Les images de la Lybie enfiévrée déferlent sur l'écran, la caméra pénètre à la morgue derrière un insurgé en colère qui veut témoigner de la violence des combats. Il ouvre un tiroir de métal, et tire pour dégager un corps enveloppé, un ami massacré par les mercenaires ennemis, un parent peut-être, un voisin, icône d'un peuple meurtri et fier. Du tunnel obscur, une couverture émerge, qui protège et dérobe le corps aux regards, imprimée de grosses fleurs épanouies rouges et jaunes. Au milieu de cette détresse, des cadavres empilés, subitement l'horreur de la guerre s'éclaire d'un jaillissement incongru de couleurs pimpantes. La vie explose, et l'espace d'un instant, le chaos et le drame s'effacent.

Moi, pendant ce temps, dans un autre coin du monde, je vis une saison des amours bien particulière. Non, pas une attaque du fameux démon de midi. Non, voici revenue la période ou crapauds et grenouilles migrent, et retrouvent la mare où ils sont nés pour copuler toutes les nuits. J'écoute avec extase les coassements frénétiques et rauques monter dans la nuit parfumée et humide. Le romarin est en fleur, et le jasmin, et la glycine. Les pins, gorgés de pollen, sont prêts d'exploser. Le printemps est là, arrivé depuis quelques jours sans crier gare.
Plusieurs départements ont fermé des routes pour protéger la traversée de nombreux amphibiens surexcités, pressés de se jeter à l'eau au milieu des nénuphars, des roseaux et des papyrus. D'autres ont installé des glissières, qui amènent sans dommage les animaux impatients jusque dans un trou d'eau. Là, récupérés par un passeur précautionneux, ils sont transportés dans un seau de l'autre côté de la route meurtrière. D'autres encore ont creusé des crapauducs sous la route, des tunnels, pour protéger leur pérégrination pour la survie de l'espèce. Madame, replète et endurante, porte monsieur sur son dos, un gringalet sans la moindre envergure, jusqu'au lieu de leurs ébats aquatiques.
Parfois elle s'enfonce dans l'eau sous le poids de son ingrat compagnon, elle coule à pic, et termine le voyage noyée, sans avoir eu le temps de s'abandonner aux assauts de son mâle imbécile, qui aplatit lui-même au fond de la mare boueuse, l'objet malheureux de ses désirs égoïstes.
J'ai cherché pour connaître la raison d'autant de soins et d'attentions prodigués à nos adorables amis baveux et pustuleux pour protéger leur reproduction. Outre le fait que les crapauds mangent les mosquitouzes, je me suis rappelé que ce sont des princes charmants en tenue de camouflage.

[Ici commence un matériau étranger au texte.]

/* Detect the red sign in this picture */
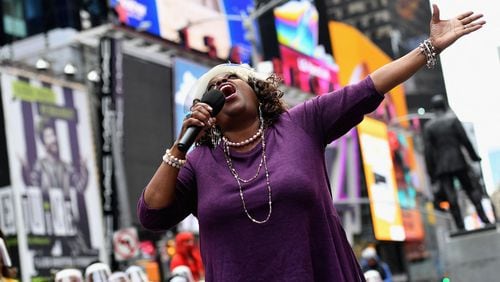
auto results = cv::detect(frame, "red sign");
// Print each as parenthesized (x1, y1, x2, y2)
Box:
(113, 228, 139, 261)
(274, 45, 340, 95)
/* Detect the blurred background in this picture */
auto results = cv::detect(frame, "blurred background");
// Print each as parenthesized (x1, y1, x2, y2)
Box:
(0, 0, 499, 281)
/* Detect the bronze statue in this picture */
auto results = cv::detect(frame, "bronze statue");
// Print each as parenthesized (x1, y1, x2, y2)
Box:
(423, 95, 491, 230)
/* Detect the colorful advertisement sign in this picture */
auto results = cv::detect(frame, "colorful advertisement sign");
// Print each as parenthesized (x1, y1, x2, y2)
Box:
(388, 130, 425, 241)
(221, 0, 253, 63)
(274, 0, 319, 57)
(358, 117, 405, 241)
(0, 68, 106, 280)
(329, 21, 409, 127)
(277, 45, 339, 95)
(112, 0, 254, 63)
(157, 0, 229, 59)
(325, 129, 362, 242)
(111, 0, 161, 36)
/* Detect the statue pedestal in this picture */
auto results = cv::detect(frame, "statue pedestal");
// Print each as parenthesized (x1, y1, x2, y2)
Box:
(444, 224, 500, 280)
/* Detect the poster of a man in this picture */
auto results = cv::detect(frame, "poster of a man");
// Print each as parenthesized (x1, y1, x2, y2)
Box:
(24, 118, 88, 196)
(1, 68, 105, 280)
(20, 117, 94, 257)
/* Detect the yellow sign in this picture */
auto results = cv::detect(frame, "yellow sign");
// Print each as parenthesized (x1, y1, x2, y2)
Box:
(358, 117, 405, 241)
(12, 80, 56, 104)
(328, 21, 409, 127)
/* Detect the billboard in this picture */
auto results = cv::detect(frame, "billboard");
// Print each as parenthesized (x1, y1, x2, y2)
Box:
(121, 54, 174, 227)
(111, 0, 161, 36)
(173, 58, 210, 138)
(274, 0, 319, 57)
(388, 130, 425, 241)
(358, 117, 405, 241)
(329, 21, 409, 127)
(111, 0, 254, 63)
(0, 68, 106, 280)
(160, 0, 254, 62)
(325, 129, 362, 242)
(220, 0, 253, 63)
(277, 45, 339, 95)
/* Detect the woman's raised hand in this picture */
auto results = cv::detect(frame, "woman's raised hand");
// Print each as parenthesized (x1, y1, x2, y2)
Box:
(429, 4, 485, 53)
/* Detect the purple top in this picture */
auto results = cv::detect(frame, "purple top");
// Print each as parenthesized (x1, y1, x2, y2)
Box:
(138, 76, 383, 281)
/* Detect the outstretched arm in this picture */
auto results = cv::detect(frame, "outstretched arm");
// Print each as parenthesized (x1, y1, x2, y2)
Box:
(371, 4, 485, 94)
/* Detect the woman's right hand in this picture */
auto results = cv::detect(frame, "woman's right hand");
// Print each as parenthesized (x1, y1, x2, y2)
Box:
(177, 102, 216, 145)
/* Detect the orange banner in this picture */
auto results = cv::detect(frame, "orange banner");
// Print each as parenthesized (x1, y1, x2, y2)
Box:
(328, 21, 409, 127)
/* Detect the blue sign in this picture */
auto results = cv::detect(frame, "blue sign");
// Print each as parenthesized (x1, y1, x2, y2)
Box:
(173, 58, 210, 138)
(222, 0, 253, 64)
(110, 0, 160, 36)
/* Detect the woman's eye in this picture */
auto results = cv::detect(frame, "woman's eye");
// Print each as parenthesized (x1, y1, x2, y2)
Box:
(228, 74, 238, 79)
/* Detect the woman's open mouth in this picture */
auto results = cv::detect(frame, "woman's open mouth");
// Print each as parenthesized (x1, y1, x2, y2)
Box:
(219, 83, 236, 100)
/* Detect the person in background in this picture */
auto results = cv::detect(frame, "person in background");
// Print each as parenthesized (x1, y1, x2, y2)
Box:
(423, 94, 492, 230)
(170, 232, 204, 281)
(125, 265, 150, 282)
(138, 5, 485, 281)
(168, 265, 195, 282)
(54, 268, 83, 282)
(84, 262, 111, 282)
(364, 270, 383, 282)
(108, 271, 131, 282)
(360, 247, 392, 282)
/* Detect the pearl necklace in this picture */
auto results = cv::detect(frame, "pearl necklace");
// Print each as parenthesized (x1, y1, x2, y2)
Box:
(222, 128, 272, 224)
(222, 126, 263, 147)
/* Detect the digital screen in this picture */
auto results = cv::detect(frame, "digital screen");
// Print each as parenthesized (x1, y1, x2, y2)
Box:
(278, 45, 339, 95)
(110, 0, 161, 36)
(274, 0, 318, 57)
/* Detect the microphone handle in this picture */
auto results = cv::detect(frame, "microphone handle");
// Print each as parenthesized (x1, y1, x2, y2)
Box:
(177, 126, 202, 152)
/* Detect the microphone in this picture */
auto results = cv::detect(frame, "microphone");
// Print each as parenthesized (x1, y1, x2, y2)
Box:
(178, 89, 225, 152)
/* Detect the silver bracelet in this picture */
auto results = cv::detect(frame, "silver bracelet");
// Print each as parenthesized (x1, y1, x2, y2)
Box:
(419, 39, 437, 69)
(162, 149, 186, 169)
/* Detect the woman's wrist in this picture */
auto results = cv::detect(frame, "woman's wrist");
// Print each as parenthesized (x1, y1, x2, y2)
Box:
(170, 143, 187, 159)
(419, 38, 438, 69)
(162, 145, 187, 169)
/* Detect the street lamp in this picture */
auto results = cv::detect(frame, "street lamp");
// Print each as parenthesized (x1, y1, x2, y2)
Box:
(87, 69, 100, 83)
(35, 58, 51, 71)
(63, 62, 77, 76)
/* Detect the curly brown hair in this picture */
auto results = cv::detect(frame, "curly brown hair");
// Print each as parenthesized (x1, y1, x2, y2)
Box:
(196, 73, 287, 148)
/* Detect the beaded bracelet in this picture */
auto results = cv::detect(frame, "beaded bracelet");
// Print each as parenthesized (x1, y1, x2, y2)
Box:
(419, 39, 437, 69)
(162, 149, 187, 169)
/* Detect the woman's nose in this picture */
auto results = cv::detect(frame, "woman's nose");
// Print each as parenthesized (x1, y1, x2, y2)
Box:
(216, 78, 228, 87)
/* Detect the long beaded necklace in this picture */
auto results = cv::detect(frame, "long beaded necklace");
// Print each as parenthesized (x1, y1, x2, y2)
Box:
(222, 122, 272, 224)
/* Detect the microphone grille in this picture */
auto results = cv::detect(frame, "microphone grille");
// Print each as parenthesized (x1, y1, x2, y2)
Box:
(201, 89, 225, 116)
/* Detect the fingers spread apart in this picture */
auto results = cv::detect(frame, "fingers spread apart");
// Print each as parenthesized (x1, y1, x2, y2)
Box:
(459, 12, 485, 34)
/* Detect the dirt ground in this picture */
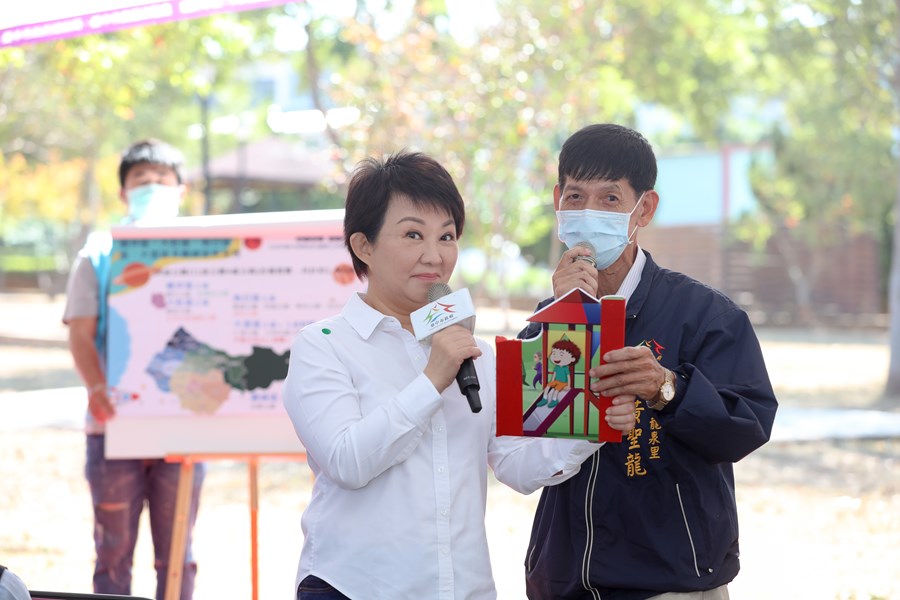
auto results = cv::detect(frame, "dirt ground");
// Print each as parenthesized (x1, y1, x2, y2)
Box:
(1, 322, 899, 600)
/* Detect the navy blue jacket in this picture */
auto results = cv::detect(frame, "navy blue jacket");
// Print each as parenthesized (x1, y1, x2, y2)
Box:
(519, 252, 777, 600)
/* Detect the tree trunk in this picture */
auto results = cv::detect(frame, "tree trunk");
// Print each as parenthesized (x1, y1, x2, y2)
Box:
(885, 162, 900, 396)
(70, 154, 98, 260)
(304, 22, 343, 153)
(772, 231, 821, 327)
(547, 233, 562, 278)
(884, 0, 900, 398)
(491, 186, 511, 331)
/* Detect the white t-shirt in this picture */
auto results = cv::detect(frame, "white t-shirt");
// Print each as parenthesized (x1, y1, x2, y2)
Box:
(282, 292, 600, 599)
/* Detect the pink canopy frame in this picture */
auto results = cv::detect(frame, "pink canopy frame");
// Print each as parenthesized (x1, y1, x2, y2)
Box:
(1, 0, 294, 48)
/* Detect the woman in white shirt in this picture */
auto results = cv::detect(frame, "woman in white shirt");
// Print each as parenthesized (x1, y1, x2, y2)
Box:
(282, 151, 636, 600)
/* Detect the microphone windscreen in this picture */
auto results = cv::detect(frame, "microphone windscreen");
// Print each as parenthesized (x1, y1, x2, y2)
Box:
(574, 240, 596, 261)
(428, 282, 453, 303)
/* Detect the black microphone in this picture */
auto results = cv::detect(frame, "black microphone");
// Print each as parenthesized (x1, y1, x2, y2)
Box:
(573, 240, 597, 268)
(427, 283, 482, 413)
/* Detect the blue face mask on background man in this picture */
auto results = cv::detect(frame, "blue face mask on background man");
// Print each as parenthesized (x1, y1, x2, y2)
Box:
(556, 191, 645, 270)
(125, 183, 182, 222)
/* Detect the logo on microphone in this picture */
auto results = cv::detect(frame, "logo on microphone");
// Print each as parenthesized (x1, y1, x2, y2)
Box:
(424, 302, 456, 328)
(411, 288, 476, 341)
(425, 301, 455, 322)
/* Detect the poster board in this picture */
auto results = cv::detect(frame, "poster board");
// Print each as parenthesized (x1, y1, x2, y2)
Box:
(495, 290, 625, 443)
(105, 209, 364, 458)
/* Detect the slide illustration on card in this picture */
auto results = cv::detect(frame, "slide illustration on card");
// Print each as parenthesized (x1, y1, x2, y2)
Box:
(496, 289, 625, 443)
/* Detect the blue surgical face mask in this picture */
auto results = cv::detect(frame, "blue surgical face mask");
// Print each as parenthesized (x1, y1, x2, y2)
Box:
(556, 192, 645, 270)
(125, 183, 182, 222)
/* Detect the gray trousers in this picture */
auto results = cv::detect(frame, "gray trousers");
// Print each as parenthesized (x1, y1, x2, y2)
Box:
(649, 585, 730, 600)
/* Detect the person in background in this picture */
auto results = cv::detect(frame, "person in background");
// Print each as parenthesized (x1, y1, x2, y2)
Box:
(62, 139, 204, 600)
(282, 151, 636, 600)
(519, 124, 778, 600)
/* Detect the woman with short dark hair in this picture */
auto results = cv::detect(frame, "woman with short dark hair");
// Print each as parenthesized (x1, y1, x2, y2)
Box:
(283, 151, 635, 600)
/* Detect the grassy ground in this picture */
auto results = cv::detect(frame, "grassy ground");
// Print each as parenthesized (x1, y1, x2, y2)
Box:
(1, 326, 898, 600)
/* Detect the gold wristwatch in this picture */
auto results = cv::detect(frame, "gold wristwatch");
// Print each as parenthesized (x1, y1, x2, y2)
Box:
(646, 368, 675, 410)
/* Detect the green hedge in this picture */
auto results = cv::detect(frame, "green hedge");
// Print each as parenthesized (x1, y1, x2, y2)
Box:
(0, 254, 59, 272)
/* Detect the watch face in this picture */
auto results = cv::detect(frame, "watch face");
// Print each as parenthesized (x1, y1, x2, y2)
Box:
(661, 382, 675, 401)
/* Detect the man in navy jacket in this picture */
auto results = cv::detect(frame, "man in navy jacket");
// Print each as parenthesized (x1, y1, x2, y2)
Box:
(519, 124, 777, 600)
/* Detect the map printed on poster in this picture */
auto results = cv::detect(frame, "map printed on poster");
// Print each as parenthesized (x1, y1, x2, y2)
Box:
(105, 216, 362, 418)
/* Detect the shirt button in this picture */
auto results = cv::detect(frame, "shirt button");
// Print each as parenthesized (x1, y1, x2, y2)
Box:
(437, 466, 445, 473)
(436, 425, 445, 433)
(441, 508, 448, 516)
(442, 547, 449, 555)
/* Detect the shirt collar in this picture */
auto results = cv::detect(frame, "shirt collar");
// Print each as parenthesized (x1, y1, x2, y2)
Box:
(615, 245, 646, 301)
(342, 292, 397, 340)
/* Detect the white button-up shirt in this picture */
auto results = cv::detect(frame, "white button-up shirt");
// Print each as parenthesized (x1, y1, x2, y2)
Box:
(283, 293, 600, 599)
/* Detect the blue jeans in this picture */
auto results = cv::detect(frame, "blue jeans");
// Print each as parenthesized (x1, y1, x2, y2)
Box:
(297, 575, 351, 599)
(85, 434, 205, 600)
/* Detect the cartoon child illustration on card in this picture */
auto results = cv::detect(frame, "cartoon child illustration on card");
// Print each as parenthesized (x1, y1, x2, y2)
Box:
(532, 352, 543, 388)
(538, 338, 582, 408)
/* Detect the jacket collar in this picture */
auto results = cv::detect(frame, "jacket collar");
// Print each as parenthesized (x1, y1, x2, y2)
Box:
(625, 250, 659, 319)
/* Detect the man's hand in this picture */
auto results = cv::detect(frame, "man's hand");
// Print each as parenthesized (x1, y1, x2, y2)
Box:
(88, 384, 116, 422)
(69, 316, 116, 422)
(604, 395, 638, 432)
(590, 346, 668, 405)
(552, 246, 598, 298)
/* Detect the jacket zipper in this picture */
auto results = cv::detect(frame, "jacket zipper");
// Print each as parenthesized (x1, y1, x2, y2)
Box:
(526, 456, 603, 600)
(675, 483, 701, 577)
(581, 455, 602, 599)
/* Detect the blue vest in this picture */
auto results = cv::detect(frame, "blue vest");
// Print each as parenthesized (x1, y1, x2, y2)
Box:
(85, 232, 113, 361)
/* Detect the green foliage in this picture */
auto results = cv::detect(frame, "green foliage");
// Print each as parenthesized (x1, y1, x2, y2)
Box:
(299, 0, 768, 282)
(739, 0, 897, 256)
(2, 0, 899, 313)
(0, 7, 291, 256)
(0, 252, 58, 272)
(209, 185, 344, 214)
(722, 0, 899, 328)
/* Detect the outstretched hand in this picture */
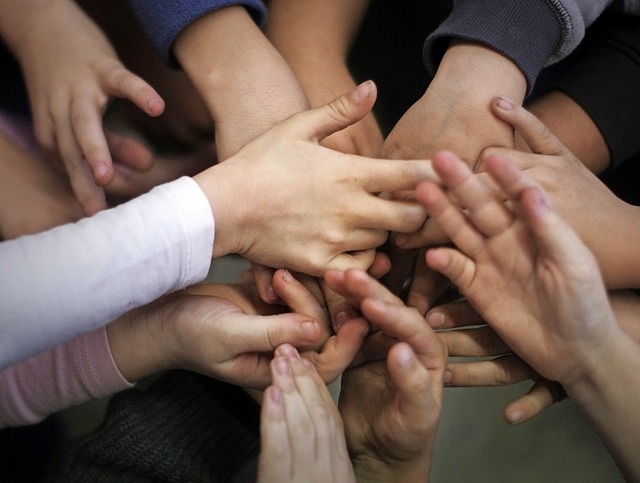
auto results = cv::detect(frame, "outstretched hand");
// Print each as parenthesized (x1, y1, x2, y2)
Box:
(325, 268, 445, 482)
(197, 81, 435, 276)
(417, 149, 616, 389)
(2, 0, 164, 215)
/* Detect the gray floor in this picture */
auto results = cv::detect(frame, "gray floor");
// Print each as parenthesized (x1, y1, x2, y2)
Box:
(58, 254, 623, 482)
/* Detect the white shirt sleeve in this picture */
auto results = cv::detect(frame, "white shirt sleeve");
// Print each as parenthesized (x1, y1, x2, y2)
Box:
(0, 177, 214, 370)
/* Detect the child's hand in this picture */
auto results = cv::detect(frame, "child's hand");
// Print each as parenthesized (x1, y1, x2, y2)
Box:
(325, 268, 446, 482)
(417, 149, 617, 389)
(3, 0, 164, 215)
(196, 81, 435, 276)
(106, 281, 329, 389)
(258, 345, 356, 483)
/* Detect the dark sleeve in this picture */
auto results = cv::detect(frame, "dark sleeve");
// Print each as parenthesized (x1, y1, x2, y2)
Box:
(548, 12, 640, 167)
(126, 0, 267, 66)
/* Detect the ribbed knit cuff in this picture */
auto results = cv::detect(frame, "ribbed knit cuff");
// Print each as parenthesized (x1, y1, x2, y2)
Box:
(423, 0, 563, 95)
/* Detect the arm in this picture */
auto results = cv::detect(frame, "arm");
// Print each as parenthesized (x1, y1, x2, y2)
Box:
(0, 281, 327, 427)
(0, 0, 164, 215)
(172, 5, 308, 160)
(266, 0, 382, 157)
(416, 143, 640, 480)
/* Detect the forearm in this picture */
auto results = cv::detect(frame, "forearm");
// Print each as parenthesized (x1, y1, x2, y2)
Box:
(173, 6, 308, 158)
(525, 92, 610, 174)
(563, 330, 640, 481)
(266, 0, 370, 77)
(0, 327, 131, 428)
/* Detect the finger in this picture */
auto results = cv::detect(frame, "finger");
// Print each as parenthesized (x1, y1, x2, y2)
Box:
(429, 150, 513, 237)
(367, 251, 391, 279)
(424, 245, 476, 295)
(252, 263, 281, 304)
(325, 268, 404, 310)
(56, 117, 107, 215)
(445, 354, 536, 387)
(293, 80, 377, 143)
(415, 181, 484, 259)
(102, 66, 165, 117)
(269, 357, 316, 463)
(319, 280, 358, 333)
(406, 253, 450, 316)
(361, 298, 444, 361)
(387, 342, 443, 422)
(437, 325, 511, 357)
(105, 130, 154, 172)
(326, 249, 377, 273)
(504, 378, 566, 425)
(394, 216, 451, 249)
(303, 317, 369, 383)
(229, 312, 324, 352)
(425, 299, 484, 330)
(272, 269, 331, 345)
(355, 197, 427, 233)
(258, 385, 291, 481)
(70, 97, 114, 186)
(491, 98, 568, 156)
(485, 156, 594, 271)
(348, 158, 438, 194)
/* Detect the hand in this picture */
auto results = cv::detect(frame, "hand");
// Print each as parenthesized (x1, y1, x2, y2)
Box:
(0, 130, 84, 240)
(428, 299, 566, 425)
(417, 149, 618, 389)
(196, 81, 435, 276)
(1, 0, 165, 215)
(325, 268, 446, 482)
(476, 97, 640, 290)
(258, 345, 356, 483)
(106, 281, 329, 389)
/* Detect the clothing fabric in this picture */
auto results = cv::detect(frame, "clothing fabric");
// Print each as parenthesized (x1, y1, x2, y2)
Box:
(0, 327, 131, 428)
(46, 371, 260, 483)
(126, 0, 267, 66)
(547, 11, 640, 167)
(0, 176, 214, 370)
(423, 0, 640, 95)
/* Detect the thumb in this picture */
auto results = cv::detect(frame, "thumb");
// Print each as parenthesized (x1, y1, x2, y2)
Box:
(294, 80, 377, 143)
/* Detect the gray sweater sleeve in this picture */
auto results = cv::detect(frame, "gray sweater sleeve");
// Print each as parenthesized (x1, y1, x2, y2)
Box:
(422, 0, 624, 95)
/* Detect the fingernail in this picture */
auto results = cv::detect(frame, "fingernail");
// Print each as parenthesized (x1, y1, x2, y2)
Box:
(507, 409, 523, 424)
(279, 344, 300, 360)
(94, 163, 109, 182)
(276, 358, 290, 376)
(426, 311, 445, 328)
(147, 97, 163, 114)
(282, 269, 292, 282)
(395, 233, 409, 248)
(443, 370, 452, 385)
(265, 285, 277, 302)
(301, 321, 317, 340)
(397, 347, 415, 368)
(496, 97, 515, 110)
(353, 80, 374, 102)
(269, 386, 283, 404)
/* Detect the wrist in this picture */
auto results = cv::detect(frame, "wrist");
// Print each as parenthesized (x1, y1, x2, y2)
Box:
(352, 455, 431, 483)
(106, 302, 174, 383)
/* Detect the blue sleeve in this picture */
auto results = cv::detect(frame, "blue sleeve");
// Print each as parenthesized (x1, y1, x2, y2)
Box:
(127, 0, 267, 66)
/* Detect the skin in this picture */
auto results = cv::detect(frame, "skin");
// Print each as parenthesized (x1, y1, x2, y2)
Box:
(195, 82, 435, 275)
(0, 0, 165, 215)
(416, 149, 640, 481)
(325, 268, 446, 483)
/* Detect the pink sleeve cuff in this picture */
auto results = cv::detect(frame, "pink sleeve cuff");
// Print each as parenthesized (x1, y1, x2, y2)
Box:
(0, 327, 133, 427)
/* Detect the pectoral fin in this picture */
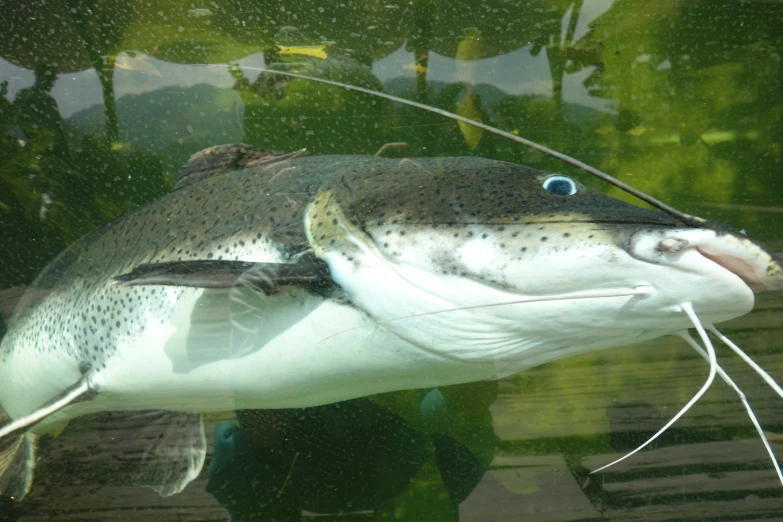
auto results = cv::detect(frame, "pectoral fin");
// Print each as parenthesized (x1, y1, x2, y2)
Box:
(113, 260, 333, 293)
(175, 144, 307, 190)
(118, 260, 337, 371)
(157, 262, 328, 372)
(97, 411, 206, 497)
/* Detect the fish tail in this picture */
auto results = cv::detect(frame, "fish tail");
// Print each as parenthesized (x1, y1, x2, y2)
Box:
(0, 432, 37, 501)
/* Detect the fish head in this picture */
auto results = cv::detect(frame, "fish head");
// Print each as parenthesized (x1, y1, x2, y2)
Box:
(306, 156, 783, 372)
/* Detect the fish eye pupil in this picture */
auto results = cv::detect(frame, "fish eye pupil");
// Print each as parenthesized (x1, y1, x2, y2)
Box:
(543, 175, 577, 196)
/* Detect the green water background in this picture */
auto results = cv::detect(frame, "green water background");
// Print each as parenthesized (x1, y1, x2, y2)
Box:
(1, 0, 783, 520)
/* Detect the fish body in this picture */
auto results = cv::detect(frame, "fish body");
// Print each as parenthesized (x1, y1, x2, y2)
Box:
(0, 153, 781, 496)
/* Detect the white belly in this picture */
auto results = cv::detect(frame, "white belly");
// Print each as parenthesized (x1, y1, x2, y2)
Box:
(85, 286, 503, 415)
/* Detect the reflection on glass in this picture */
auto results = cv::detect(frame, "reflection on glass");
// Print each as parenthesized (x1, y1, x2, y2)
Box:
(1, 0, 783, 520)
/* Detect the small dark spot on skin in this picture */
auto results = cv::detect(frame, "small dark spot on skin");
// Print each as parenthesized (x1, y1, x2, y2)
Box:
(588, 234, 594, 239)
(541, 237, 548, 241)
(521, 247, 527, 252)
(481, 233, 488, 239)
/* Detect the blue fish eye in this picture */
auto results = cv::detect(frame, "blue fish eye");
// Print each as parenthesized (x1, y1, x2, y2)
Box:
(542, 175, 577, 196)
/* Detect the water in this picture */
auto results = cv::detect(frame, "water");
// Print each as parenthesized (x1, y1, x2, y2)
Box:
(1, 0, 783, 519)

Sinon, j'attends avec impatience l'exposition des photographies de Klavdij Sluban à l'Hôtel des Arts. Personne ne me parle comme lui de l'exil, du voyage éternel à la recherche de soi-même, de cette quête désespérée d'un endroit pour appartenir, au milieu de nulle part, et d'êtres pour s'attacher qui sans cesse se dérobent, se figent, et fondent dans le noir. Pour toujours insaisissables.